By Jack Ballingham
This year, elections to the national committees of both Young Labour and Labour Students will take place, on an earlier than usual timetable after the Party’s NEC decided to bring the process forward. These elections are young members’ opportunity to choose their national voice within the Labour Party for the next two years.
Young people now have to face a society in which they will be the first generation in living memory to be worse off than their parents. Higher education remains inaccessible and expensive, and the government has neglected to invest properly in further education. Private renting, at sky-high prices and in terrible condition, is the reality for many young people, in an era where council housing seems more a vague memory of the past than a possibility in the present.
These, and the myriad other crises facing young people today, demand swift and radical action from an incoming Labour government.
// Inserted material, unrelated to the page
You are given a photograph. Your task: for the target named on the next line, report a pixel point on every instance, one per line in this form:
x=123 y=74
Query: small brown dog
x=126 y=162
Available data suggests that the Party now commands the support of an overwhelming majority of young people (indeed, of anyone younger than their 60s). Progressive action on housing, education, wages, the climate crisis and more is an absolute necessity. To squander this support by failing to address the issues affecting these voters would be a mistake of historic proportions.
However, the Party leadership has, in recent years, made it quite clear that solving these issues is not on the agenda. Keir Starmer has backtracked on his leadership pledge to abolish tuition fees when in office, to take one example. In housing, transport, education and industry, progressive policy is in the firing line or has already been junked. The slow death of the £28 billion green investment pledge is the latest instalment in this saga.
On the other side of the coin, young members within the Labour Party must also be recognised and engaged with as young members. This demands equal dignity and a seat at the table, and for young members not to be treated by the leadership and NEC as an inconvenience.
Young Labour and Labour Students should serve as a voice for young members within our Party, not just as a reserve army for official Party campaign days. There is more to being a young member of the Labour Party than to be deployed to marginal seats; like any other Party member, young Labour members want to campaign, but also to develop policy, take on leadership and advocate for what is right. Their organised bodies should be forums for policy discussion, and sites of democratic decision-making, as well as campaigning.
And yet, this is not the reality we currently face. At Party Conference in 2023, an NEC rule change removed CLP youth officers from their executive committees. Labour Students appears to have rapidly reverted to the old anti-democratic habits of ‘NOLS’, which it was supposed to have escaped. Its first conference was shorn of its constitutional status, while Young Labour has been barred from holding a conference, organising events, posting on social media or even communicating with its members for some time.
It is clear that Socialist Future candidates, for both Young Labour and Labour Students, are the only ones offering a genuine commitment to tackling these issues. It is crucial that both of these committees will speak up for their members, advocate for the necessary policies to benefit our generation, and play their part in electing the next Labour government – and after that, will hold them to their promises.
All of the above considered, as a candidate for the position of International Officer on the Young Labour committee, I am also keenly aware of the rapidly mounting crises abroad, and the pressing need for an internationalist outlook. The problems affecting young people here in Britain are important and urgent, but seem to pale in comparison with the everyday realities of young people elsewhere.
The climate crisis, for instance, will affect today’s young people most severely, whether in Britain or anywhere else; it is possibly the deadliest manifestation of the classic ‘tragedy of the commons’ problem. It is unsurprising that it ranks highly among young British voters’ priorities.
It is also the reality, however, that young people in other parts of the world are battling with the impacts of the crisis right now, nowhere more so than in the Pacific island nations. People there face the prospect of their homes being submerged by rising sea levels in the comparatively near future. Tuvalu’s own negotiator at the COP28 conference, herself only 25 years old, was reckoning with a future where her home no longer exists. The representative of the Marshall Islands movingly stated that “we will not go silently to our watery graves”.
As well as the climate crisis, young people around the world are also badly affected by war and conflict. In our current era, it seems that children and young people are no more shielded from the horrors of war than anybody else. Amid all the coverage of the conflict in Palestine, it must be remembered that half of those under siege in Gaza are children. The UK has a moral obligation to do what it can to stop this suffering, in Gaza and elsewhere, which it is currently not meeting.
Young Labour, Labour Students, and the whole Labour Party and movement, have a duty to stand in solidarity with young people living the day-to-day reality of these ongoing crises abroad, and to hold our leaders to account when they fail to do so themselves. In these current elections, I and all Socialist Future candidates are committed to putting this internationalism at the heart of Young Labour’s activity.
Nominations for the Young Labour and Labour Students committees may be made up until 23rd February. Young Labour nominations must be made by Young Labour branches or, in their absence, by CLPs. Labour Students nominations may be made by any individual verified student member of the Party. The voting period for both elections is 14th March – 5th April.
Jack Ballingham is a Young Labour member in Selby CLP, and a Socialist Future candidate for the position of International Officer on the Young Labour committee.